Published February 06, 2013
Ralph Lauren (RL) reported third-quarter earnings that climbed 28% to score a big beat, fueled by a lower tax rate and improved retail sales during the holiday shopping season.
But the company narrowed its full-year forecast. Ralph Lauren now projects revenue growth of 2%, compared to its previous estimate of 2% to 3%. Fourth-quarter revenue is expected to grow by a percentage in the mid-single-digits, while analysts are looking for 7% growth.
Profit in the third-quarter was $216 million, or $2.31 a share, up from $169 million and $1.78 a share a year prior. The company said its results for the period included about $13 million in pre-tax impairment and restructuring charges related to the discontinuation of its Rugby brand. Adjusted per-share earnings to exclude those charges were $2.40.

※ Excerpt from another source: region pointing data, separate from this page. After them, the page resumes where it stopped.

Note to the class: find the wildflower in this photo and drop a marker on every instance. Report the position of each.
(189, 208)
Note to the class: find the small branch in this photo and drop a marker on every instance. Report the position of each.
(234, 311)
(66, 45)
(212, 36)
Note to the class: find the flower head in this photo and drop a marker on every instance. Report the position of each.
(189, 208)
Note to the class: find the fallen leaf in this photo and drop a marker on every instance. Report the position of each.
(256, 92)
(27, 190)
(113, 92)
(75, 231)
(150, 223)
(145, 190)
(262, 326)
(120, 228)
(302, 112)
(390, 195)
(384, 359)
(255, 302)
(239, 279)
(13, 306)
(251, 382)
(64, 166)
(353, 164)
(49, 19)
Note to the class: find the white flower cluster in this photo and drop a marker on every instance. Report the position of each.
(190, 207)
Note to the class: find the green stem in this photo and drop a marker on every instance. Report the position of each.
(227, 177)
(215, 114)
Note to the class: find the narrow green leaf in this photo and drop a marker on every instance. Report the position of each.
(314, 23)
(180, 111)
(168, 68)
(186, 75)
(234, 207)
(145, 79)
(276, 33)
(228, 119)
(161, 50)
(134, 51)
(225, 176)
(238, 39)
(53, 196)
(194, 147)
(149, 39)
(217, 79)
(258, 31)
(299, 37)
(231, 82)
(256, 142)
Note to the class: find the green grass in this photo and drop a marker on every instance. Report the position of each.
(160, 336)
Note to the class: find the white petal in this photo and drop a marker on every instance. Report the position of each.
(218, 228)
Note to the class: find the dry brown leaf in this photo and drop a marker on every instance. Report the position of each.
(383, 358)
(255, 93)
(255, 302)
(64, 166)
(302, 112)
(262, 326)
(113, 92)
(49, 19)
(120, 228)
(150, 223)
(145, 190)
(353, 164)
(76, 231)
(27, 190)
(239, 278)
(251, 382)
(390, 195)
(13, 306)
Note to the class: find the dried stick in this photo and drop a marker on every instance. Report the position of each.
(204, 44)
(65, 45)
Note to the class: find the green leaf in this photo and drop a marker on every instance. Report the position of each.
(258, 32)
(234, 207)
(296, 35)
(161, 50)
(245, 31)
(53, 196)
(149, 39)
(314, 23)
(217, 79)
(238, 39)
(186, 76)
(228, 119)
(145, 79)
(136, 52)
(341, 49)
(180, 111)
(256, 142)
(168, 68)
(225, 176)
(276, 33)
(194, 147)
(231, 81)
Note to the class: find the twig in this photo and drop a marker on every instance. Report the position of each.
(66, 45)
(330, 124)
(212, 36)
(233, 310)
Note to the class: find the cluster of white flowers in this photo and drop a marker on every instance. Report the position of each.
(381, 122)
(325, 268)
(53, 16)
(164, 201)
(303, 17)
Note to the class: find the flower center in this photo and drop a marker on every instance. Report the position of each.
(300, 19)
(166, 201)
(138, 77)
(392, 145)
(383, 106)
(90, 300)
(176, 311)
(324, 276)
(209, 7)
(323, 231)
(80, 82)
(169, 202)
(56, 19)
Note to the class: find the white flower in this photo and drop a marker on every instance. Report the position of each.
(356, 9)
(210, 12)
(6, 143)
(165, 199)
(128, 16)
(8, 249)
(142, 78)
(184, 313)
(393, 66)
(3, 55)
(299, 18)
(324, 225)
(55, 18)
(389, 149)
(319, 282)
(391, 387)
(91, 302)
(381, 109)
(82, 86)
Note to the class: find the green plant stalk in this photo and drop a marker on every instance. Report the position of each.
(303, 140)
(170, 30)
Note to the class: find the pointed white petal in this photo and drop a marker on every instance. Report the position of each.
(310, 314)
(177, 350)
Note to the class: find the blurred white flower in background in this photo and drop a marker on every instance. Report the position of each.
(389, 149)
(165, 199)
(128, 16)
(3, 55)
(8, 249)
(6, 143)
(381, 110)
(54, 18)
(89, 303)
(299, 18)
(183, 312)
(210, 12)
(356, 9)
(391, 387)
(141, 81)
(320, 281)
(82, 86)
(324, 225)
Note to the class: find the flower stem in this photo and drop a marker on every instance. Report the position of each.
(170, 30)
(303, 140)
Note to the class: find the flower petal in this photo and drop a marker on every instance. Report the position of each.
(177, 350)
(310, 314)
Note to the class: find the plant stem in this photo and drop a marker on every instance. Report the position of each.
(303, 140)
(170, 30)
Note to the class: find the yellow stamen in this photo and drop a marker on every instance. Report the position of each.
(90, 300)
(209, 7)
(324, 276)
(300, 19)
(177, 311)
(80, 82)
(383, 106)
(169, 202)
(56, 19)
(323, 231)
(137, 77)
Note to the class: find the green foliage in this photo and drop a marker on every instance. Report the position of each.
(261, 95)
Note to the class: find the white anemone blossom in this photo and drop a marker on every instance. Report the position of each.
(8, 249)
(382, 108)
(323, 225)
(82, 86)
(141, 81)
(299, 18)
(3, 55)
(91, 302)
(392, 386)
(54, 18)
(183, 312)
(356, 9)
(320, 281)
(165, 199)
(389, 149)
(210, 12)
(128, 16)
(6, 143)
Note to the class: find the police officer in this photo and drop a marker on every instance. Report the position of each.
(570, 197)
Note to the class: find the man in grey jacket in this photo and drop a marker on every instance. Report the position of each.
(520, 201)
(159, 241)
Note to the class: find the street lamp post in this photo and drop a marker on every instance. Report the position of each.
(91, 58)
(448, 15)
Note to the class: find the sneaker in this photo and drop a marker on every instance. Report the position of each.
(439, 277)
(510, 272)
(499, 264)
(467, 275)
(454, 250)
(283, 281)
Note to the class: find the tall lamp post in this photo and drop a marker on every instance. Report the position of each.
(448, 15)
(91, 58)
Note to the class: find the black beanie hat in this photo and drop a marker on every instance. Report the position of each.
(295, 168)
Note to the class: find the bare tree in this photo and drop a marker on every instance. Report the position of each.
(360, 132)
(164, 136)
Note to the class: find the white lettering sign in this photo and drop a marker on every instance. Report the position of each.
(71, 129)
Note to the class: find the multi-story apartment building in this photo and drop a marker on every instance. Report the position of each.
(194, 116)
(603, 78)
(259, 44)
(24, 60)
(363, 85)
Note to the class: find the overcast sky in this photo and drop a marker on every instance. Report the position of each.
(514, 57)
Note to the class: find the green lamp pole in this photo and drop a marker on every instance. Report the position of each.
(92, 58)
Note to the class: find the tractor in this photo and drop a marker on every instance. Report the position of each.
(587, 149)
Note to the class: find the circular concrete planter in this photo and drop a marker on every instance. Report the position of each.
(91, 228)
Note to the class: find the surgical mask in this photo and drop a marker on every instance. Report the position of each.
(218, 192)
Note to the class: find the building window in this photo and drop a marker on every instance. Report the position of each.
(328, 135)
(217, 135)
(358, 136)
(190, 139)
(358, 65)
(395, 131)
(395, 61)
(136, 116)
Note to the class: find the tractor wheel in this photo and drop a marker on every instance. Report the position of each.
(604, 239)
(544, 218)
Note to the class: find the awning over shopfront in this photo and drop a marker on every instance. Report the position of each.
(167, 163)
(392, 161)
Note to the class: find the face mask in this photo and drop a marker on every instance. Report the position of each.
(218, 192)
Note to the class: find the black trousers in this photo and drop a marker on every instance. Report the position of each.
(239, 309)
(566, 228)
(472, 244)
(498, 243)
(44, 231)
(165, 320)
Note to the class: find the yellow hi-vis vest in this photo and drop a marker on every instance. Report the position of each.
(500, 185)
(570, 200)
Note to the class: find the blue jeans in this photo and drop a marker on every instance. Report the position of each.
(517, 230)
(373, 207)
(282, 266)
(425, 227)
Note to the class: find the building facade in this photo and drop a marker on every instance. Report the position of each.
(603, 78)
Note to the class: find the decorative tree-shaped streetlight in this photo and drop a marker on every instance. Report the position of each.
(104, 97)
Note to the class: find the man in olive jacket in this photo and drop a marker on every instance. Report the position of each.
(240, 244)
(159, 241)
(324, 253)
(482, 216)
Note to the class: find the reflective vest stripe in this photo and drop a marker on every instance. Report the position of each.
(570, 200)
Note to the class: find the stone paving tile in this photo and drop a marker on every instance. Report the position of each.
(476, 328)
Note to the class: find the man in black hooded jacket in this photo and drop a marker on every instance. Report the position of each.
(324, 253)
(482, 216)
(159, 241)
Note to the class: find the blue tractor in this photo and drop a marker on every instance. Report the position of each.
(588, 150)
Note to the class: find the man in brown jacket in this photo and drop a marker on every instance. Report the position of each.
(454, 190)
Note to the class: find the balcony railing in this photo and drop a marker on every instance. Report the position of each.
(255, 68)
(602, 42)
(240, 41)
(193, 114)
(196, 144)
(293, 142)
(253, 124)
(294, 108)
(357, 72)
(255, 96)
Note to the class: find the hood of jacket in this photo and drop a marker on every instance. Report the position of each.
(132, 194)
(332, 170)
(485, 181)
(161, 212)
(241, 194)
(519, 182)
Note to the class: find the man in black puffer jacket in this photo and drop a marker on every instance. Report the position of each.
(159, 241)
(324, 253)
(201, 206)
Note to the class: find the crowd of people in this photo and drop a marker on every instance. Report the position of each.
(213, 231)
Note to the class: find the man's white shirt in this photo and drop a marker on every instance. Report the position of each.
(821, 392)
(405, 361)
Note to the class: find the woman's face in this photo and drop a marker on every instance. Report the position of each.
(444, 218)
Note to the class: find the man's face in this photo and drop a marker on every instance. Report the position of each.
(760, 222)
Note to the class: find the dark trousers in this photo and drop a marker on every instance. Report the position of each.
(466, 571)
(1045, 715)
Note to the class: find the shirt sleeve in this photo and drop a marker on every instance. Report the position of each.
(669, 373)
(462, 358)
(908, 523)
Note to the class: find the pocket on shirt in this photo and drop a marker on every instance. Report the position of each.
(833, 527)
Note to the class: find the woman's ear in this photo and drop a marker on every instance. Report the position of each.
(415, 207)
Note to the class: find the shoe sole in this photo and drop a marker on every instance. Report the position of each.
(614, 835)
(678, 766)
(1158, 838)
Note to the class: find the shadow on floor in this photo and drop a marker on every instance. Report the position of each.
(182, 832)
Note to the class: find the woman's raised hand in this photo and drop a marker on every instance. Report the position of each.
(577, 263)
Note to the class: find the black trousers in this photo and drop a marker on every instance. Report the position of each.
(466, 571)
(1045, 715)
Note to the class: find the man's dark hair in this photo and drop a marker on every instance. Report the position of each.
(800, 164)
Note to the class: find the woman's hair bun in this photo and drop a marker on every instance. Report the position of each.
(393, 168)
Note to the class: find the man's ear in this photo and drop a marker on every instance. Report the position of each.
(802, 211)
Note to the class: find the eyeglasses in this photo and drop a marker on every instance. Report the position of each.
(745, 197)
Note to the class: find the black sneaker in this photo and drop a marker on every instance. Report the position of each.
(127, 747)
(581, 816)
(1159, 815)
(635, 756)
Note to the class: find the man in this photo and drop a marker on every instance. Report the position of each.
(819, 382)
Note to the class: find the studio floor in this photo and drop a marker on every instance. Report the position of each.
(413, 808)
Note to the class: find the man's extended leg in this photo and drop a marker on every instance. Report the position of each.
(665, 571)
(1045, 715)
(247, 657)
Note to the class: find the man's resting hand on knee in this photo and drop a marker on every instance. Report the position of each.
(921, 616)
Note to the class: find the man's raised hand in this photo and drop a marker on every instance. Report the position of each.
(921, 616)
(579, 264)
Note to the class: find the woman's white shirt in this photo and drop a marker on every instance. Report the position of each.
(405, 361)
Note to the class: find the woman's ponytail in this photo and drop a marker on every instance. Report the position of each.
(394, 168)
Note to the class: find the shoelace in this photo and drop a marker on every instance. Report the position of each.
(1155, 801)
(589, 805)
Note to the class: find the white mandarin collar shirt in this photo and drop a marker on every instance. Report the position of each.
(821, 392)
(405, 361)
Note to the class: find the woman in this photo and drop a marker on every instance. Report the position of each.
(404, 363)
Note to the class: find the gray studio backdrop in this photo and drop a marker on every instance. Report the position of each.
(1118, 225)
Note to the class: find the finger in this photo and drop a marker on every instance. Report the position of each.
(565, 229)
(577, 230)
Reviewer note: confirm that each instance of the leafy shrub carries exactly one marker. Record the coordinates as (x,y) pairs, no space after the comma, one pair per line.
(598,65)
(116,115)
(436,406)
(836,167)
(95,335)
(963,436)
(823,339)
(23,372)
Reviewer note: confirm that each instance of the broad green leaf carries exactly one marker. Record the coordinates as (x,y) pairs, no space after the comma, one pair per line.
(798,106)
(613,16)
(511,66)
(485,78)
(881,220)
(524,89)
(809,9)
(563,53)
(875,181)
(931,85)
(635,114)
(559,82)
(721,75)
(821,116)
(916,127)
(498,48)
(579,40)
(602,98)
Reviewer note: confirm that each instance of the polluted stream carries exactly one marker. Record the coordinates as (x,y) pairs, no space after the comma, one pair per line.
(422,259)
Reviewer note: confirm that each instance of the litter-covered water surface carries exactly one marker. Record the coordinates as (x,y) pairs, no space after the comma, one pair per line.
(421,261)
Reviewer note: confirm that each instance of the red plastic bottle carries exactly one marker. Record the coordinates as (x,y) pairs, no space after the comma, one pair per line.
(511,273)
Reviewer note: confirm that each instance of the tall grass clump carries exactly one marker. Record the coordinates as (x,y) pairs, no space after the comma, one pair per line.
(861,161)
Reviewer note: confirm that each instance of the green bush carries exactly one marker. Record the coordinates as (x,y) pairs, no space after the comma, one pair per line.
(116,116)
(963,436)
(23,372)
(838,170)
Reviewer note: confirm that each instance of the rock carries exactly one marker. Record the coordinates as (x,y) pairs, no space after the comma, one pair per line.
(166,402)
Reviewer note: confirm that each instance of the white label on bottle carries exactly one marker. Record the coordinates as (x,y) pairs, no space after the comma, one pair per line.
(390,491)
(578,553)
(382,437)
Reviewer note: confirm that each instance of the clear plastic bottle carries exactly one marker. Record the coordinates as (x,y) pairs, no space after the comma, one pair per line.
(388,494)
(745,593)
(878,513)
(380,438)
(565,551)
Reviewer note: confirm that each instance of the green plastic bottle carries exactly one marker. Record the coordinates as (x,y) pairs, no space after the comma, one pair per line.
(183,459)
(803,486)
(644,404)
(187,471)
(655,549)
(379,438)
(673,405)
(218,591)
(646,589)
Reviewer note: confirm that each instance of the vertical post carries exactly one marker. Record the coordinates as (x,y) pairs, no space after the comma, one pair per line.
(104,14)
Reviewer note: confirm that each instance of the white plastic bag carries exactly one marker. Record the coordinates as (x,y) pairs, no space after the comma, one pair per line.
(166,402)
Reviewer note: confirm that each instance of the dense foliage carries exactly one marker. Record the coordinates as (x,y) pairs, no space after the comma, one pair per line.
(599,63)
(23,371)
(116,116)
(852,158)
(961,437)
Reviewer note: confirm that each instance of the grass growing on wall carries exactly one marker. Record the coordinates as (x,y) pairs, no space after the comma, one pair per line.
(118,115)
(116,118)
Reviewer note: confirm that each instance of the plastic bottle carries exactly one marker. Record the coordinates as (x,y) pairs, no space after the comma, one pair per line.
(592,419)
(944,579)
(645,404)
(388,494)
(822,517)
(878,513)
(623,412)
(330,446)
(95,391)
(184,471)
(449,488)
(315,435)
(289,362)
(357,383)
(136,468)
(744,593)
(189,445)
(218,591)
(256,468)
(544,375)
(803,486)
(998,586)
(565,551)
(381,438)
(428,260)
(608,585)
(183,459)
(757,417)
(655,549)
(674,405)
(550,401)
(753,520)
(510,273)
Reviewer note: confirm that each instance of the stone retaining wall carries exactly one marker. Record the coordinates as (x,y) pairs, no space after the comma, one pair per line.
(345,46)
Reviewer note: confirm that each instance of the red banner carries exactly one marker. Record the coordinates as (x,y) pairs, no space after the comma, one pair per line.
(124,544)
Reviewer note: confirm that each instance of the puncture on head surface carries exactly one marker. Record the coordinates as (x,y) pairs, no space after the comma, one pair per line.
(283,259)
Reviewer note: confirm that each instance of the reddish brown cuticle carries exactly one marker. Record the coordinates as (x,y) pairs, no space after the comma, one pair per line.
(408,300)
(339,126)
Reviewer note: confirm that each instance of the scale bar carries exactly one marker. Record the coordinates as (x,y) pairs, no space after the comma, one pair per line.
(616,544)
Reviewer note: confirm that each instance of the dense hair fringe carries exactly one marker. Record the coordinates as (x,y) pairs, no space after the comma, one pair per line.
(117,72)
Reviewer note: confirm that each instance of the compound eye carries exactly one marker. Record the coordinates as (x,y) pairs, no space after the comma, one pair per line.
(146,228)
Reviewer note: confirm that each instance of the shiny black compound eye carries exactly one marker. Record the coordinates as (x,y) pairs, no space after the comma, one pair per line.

Revenue checked in at $1.85 billion, a 2.2% increase.
The third-quarter results surpassed what Wall Street projected, beating analysts’ per-share earnings estimate of $2.19.
Ralph Lauren, which includes other brands such as Polo and Club Monaco, said its effective tax rate during the period was 27% compared to 36% a year earlier.
A 5.6% jump in retail sales offset a 2.1% drop in wholesale sales, while same-store sales rose 4%.
Excluding the discontinuation of its American Living brand and other items, Ralph Lauren’s net revenue was up about 5%.
Shares of Ralph Lauren were a big mover in early morning trading Wednesday, climbing $11.73, or 7.11%, to $176.64 a share.